Tenía muchísimas ganas de volver al departamento de Caballito, pero no quería ir sola. Se me ocurrió entonces sugerirle a ese chico que me acompañase. Obviamente pensó que quería tener sexo con él o algo por el estilo, pero lo único que yo quería era volver a la calle Guayaquil. Lo convencí de ir a mi departamento, le dije que vivía ahí. Cuando llegué me invadió una angustia incoherente, desmedida. Él no entendía nada, absolutamente nada.

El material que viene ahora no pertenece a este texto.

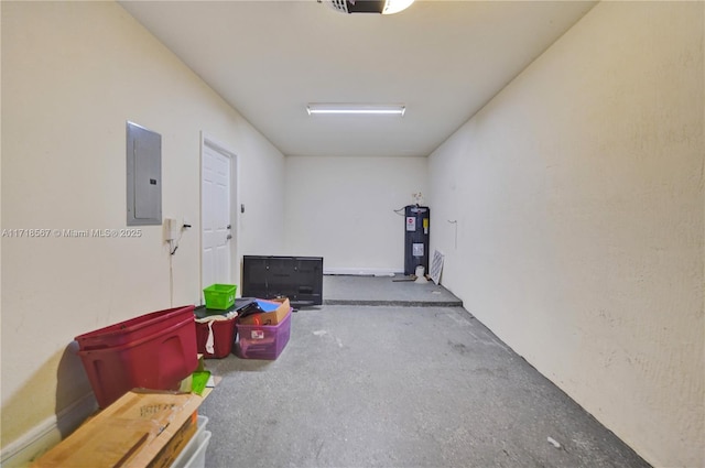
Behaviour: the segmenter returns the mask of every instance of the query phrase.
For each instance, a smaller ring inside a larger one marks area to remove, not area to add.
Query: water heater
[[[429,232],[431,230],[431,209],[427,206],[409,205],[404,207],[404,274],[416,272],[423,266],[429,273]]]

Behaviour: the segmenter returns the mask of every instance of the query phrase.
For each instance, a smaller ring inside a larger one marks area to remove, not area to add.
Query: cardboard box
[[[195,434],[202,402],[195,393],[133,390],[32,467],[169,467]]]
[[[291,309],[289,304],[289,297],[281,300],[257,300],[258,304],[263,306],[276,307],[271,312],[263,312],[259,314],[248,315],[246,317],[238,317],[238,324],[241,325],[276,325],[286,317],[286,314]]]

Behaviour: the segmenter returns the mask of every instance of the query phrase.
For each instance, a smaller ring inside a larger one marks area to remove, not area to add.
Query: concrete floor
[[[453,297],[326,276],[279,359],[207,361],[206,466],[649,466]]]

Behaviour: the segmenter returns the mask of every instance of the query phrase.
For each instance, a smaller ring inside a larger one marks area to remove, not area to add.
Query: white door
[[[230,268],[235,232],[230,220],[232,161],[227,152],[219,151],[207,141],[204,141],[202,154],[202,285],[207,287],[215,283],[232,284]]]

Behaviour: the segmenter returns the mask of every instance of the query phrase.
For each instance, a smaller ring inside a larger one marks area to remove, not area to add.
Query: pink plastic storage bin
[[[194,316],[194,306],[184,305],[175,308],[152,312],[119,324],[79,335],[74,338],[80,351],[89,349],[111,348],[127,345],[141,338],[154,335],[166,327],[181,324]]]
[[[135,388],[178,390],[198,367],[193,313],[161,331],[110,348],[79,350],[100,407]]]
[[[291,335],[291,309],[276,325],[237,324],[235,353],[243,359],[274,360],[281,355]]]

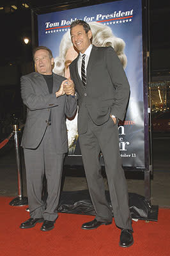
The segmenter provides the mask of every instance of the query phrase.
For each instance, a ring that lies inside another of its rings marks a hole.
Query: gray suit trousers
[[[88,118],[88,129],[79,134],[79,143],[91,200],[99,221],[112,221],[112,212],[106,200],[99,154],[102,151],[107,177],[114,221],[121,228],[130,229],[127,185],[120,156],[118,124],[110,117],[101,125]]]
[[[57,154],[51,136],[51,126],[47,126],[43,139],[35,149],[24,148],[27,190],[31,218],[43,218],[54,221],[58,217],[64,154]],[[42,198],[43,179],[45,174],[48,197]]]

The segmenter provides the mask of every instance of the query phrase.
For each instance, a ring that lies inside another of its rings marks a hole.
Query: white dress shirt
[[[79,72],[79,74],[80,76],[81,79],[81,65],[82,65],[82,55],[86,54],[86,56],[85,56],[85,71],[86,71],[86,69],[87,69],[89,58],[90,56],[91,49],[92,49],[92,44],[90,44],[89,45],[88,48],[86,49],[86,50],[85,51],[85,52],[84,53],[80,52],[79,58],[77,61],[77,66],[78,66],[78,72]]]

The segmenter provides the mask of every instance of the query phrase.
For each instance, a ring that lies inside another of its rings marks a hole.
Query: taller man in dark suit
[[[77,94],[78,133],[88,188],[96,212],[94,220],[82,225],[93,229],[112,223],[112,213],[105,195],[99,154],[102,153],[114,221],[121,229],[120,245],[134,243],[127,182],[120,156],[118,119],[123,120],[129,84],[117,54],[111,47],[91,44],[89,26],[72,23],[73,46],[79,51],[70,65]]]
[[[66,116],[71,118],[75,114],[77,104],[72,81],[52,72],[51,51],[38,47],[33,58],[37,72],[21,77],[22,98],[27,106],[22,146],[31,218],[20,227],[32,228],[43,221],[41,230],[48,231],[58,218],[63,159],[68,150]],[[64,90],[67,86],[68,95]],[[48,193],[45,202],[42,198],[44,174]]]

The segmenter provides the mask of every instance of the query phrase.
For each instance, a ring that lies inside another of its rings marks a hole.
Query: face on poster
[[[77,56],[72,49],[69,28],[76,19],[89,24],[95,45],[111,45],[118,56],[120,55],[130,85],[126,116],[128,125],[119,129],[120,153],[125,165],[143,166],[144,154],[141,0],[122,0],[38,15],[39,45],[51,49],[56,65],[54,72],[65,76],[69,76],[67,57],[70,61]],[[76,119],[72,122],[76,123]],[[71,124],[68,122],[67,125],[69,130]],[[76,128],[74,132],[77,132]],[[140,148],[135,148],[139,140],[141,141]]]

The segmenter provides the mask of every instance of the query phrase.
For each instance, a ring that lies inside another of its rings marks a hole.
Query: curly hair
[[[124,52],[125,43],[123,39],[116,37],[111,28],[97,22],[89,22],[93,35],[93,44],[95,46],[112,46],[120,58],[123,68],[125,68],[127,58]],[[75,25],[76,26],[76,25]],[[54,59],[54,72],[65,74],[65,62],[66,52],[72,46],[70,33],[68,31],[63,36],[59,45],[59,56]]]

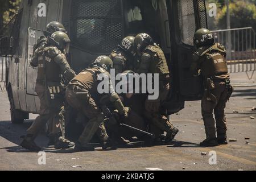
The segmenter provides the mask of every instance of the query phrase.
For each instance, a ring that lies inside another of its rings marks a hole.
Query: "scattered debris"
[[[82,166],[73,166],[72,167],[82,167]]]
[[[237,140],[236,138],[229,138],[229,142],[237,142]]]
[[[158,168],[146,168],[146,169],[149,171],[162,171],[162,169]]]
[[[201,152],[201,155],[207,155],[207,152]]]
[[[133,140],[138,140],[137,136],[133,136],[133,137],[131,138],[131,139]]]

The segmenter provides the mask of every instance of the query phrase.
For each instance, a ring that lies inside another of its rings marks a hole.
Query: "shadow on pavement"
[[[173,140],[168,143],[168,147],[171,148],[201,148],[198,143],[179,141],[179,140]]]
[[[256,89],[247,89],[243,90],[234,90],[232,94],[232,97],[246,97],[246,96],[255,96],[254,99],[256,99]]]

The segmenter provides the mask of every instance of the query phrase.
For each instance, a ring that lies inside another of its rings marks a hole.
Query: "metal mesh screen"
[[[196,31],[193,0],[179,0],[178,2],[179,24],[182,42],[193,44],[193,38]]]
[[[123,37],[122,9],[119,0],[73,0],[72,45],[92,53],[109,53]]]
[[[0,31],[0,39],[1,38],[13,38],[13,45],[11,49],[11,55],[14,54],[16,48],[19,46],[19,27],[20,26],[21,19],[22,17],[22,10],[20,10],[18,14],[15,15],[9,23]],[[1,47],[3,48],[5,46],[4,43],[2,43]],[[8,45],[8,44],[6,44]],[[5,48],[3,48],[4,49]],[[7,56],[0,52],[1,56]]]
[[[204,0],[198,0],[198,6],[200,16],[201,26],[207,28],[207,16],[205,10],[205,4]]]

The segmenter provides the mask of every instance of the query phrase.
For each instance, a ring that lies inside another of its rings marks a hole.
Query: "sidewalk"
[[[247,72],[250,78],[253,72]],[[256,71],[254,73],[251,80],[247,77],[246,73],[236,73],[230,74],[232,85],[234,87],[252,87],[256,86]]]

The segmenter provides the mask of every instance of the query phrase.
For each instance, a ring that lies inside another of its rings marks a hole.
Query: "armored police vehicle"
[[[20,10],[0,32],[0,55],[7,57],[6,89],[11,121],[37,113],[37,69],[30,62],[33,45],[51,21],[64,24],[71,39],[68,60],[77,73],[100,55],[109,55],[122,39],[146,32],[164,52],[171,73],[168,114],[185,101],[201,97],[200,78],[189,68],[195,31],[207,28],[204,0],[23,0]]]

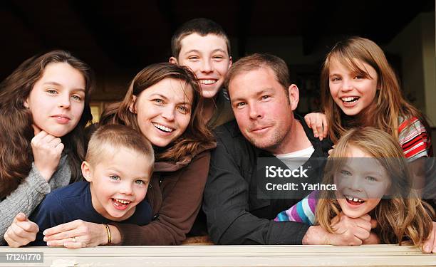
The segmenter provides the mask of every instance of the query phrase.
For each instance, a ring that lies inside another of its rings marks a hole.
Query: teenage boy
[[[116,125],[98,128],[82,162],[82,174],[88,182],[69,184],[46,196],[29,218],[39,227],[36,239],[29,246],[46,246],[45,229],[76,219],[103,224],[108,244],[111,236],[107,224],[147,224],[151,207],[144,198],[154,162],[151,144],[138,132]],[[81,236],[71,240],[81,241]]]
[[[232,66],[227,34],[214,21],[194,19],[179,28],[171,39],[170,62],[189,67],[205,98],[204,116],[212,128],[233,120],[224,80]]]

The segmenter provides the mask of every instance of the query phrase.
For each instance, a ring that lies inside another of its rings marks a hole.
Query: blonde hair
[[[127,148],[145,157],[148,160],[144,164],[148,164],[151,174],[155,154],[150,142],[140,132],[121,125],[98,127],[89,140],[85,160],[95,166],[120,148]]]
[[[374,78],[365,69],[362,68],[358,61],[375,70],[378,77],[377,93],[373,105],[368,106],[365,111],[366,115],[359,116],[359,119],[347,117],[336,104],[329,88],[329,72],[333,61],[341,63],[355,74],[365,78]],[[417,117],[424,125],[427,132],[430,132],[430,125],[424,115],[403,97],[398,80],[385,53],[370,40],[351,37],[338,42],[327,54],[323,65],[321,88],[323,107],[329,125],[328,134],[335,143],[347,130],[355,126],[376,127],[398,140],[398,118],[405,119],[410,116]]]
[[[390,196],[382,199],[371,212],[378,221],[376,231],[381,242],[401,244],[405,238],[408,238],[415,245],[422,244],[432,230],[435,212],[411,190],[412,177],[403,150],[398,142],[385,132],[372,127],[347,132],[327,161],[323,182],[334,183],[334,174],[346,160],[351,145],[376,158],[390,178]],[[339,216],[341,211],[333,191],[321,192],[316,211],[317,224],[333,233],[332,219]]]

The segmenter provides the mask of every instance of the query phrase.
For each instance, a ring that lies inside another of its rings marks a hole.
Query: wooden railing
[[[36,252],[43,263],[0,266],[436,266],[435,254],[396,245],[0,247],[2,255]]]

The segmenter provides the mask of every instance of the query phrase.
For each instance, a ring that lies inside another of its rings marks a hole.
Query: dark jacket
[[[304,120],[294,116],[315,149],[311,157],[326,158],[331,142],[320,142]],[[215,133],[217,147],[212,152],[203,203],[212,240],[219,244],[301,244],[307,225],[273,220],[301,199],[268,199],[257,195],[257,159],[274,156],[246,140],[236,121],[217,127]]]
[[[184,164],[156,162],[146,197],[153,219],[142,226],[112,224],[121,234],[121,245],[180,244],[200,209],[209,159],[204,151]]]

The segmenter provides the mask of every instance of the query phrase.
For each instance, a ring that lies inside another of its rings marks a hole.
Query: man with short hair
[[[268,54],[241,58],[227,73],[225,85],[237,124],[232,121],[215,130],[217,147],[203,205],[210,237],[219,244],[360,244],[369,237],[370,218],[341,216],[335,225],[341,234],[277,222],[274,219],[279,212],[304,196],[294,190],[284,194],[289,197],[269,198],[259,190],[265,184],[258,175],[262,158],[289,169],[307,169],[309,177],[316,177],[312,180],[319,181],[323,164],[316,166],[311,159],[327,157],[331,149],[329,141],[314,137],[303,117],[294,113],[299,93],[289,77],[286,63]]]

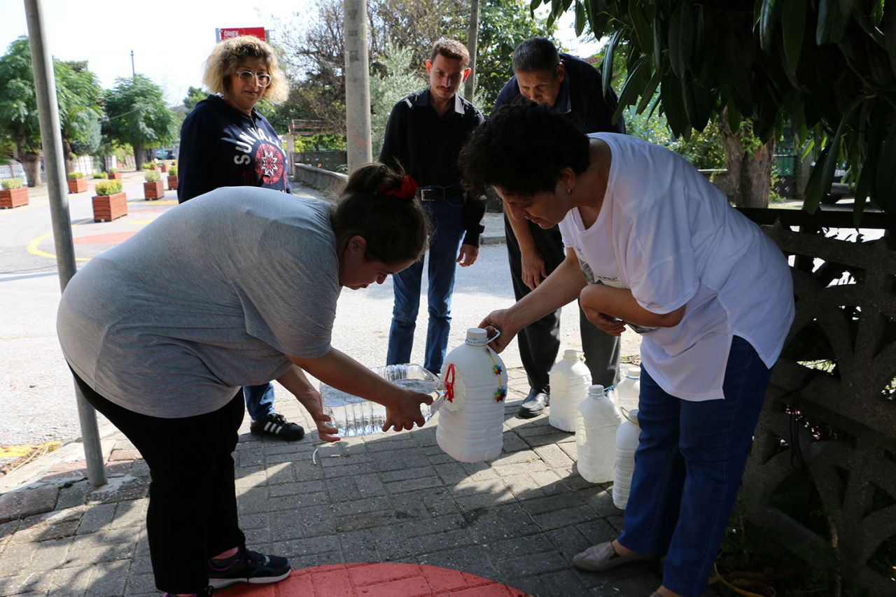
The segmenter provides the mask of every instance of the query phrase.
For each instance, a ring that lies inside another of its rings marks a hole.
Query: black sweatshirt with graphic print
[[[180,127],[177,202],[220,186],[291,191],[286,153],[271,123],[255,109],[240,112],[211,95]]]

Le pedí que se pusiera cómodo mientras inspeccionaba. Las paredes habían vuelto a ser blancas (Marina me hizo el favor y las pintó), todo estaba limpio y ordenado pero se respiraba el aire negro de la muerte que había estado viviendo allí durante meses. Aquel hombre me tomó de la mano y me arrastró hasta mi dormitorio. Allí casi pude ver a Alejandro acostado y no pude soportar el llanto. Me acosté en la cama mientras él intentaba consolar a esa mujer que no conocía, que lo había llevado a un departamento y que ahora lloraba desconsolada y aparentemente sin razón.
Una hora después me desperté y le dije que era hora de irnos. Él nunca entendió nada y a mí no me interesaba que entendiese. Solamente necesitaba a alguien que me acompañase a ese departamento. Sabía que no podía ir sola. Sabía que necesitaba a alguien: un cuerpo, una presencia, algo. Volví, sobreviví.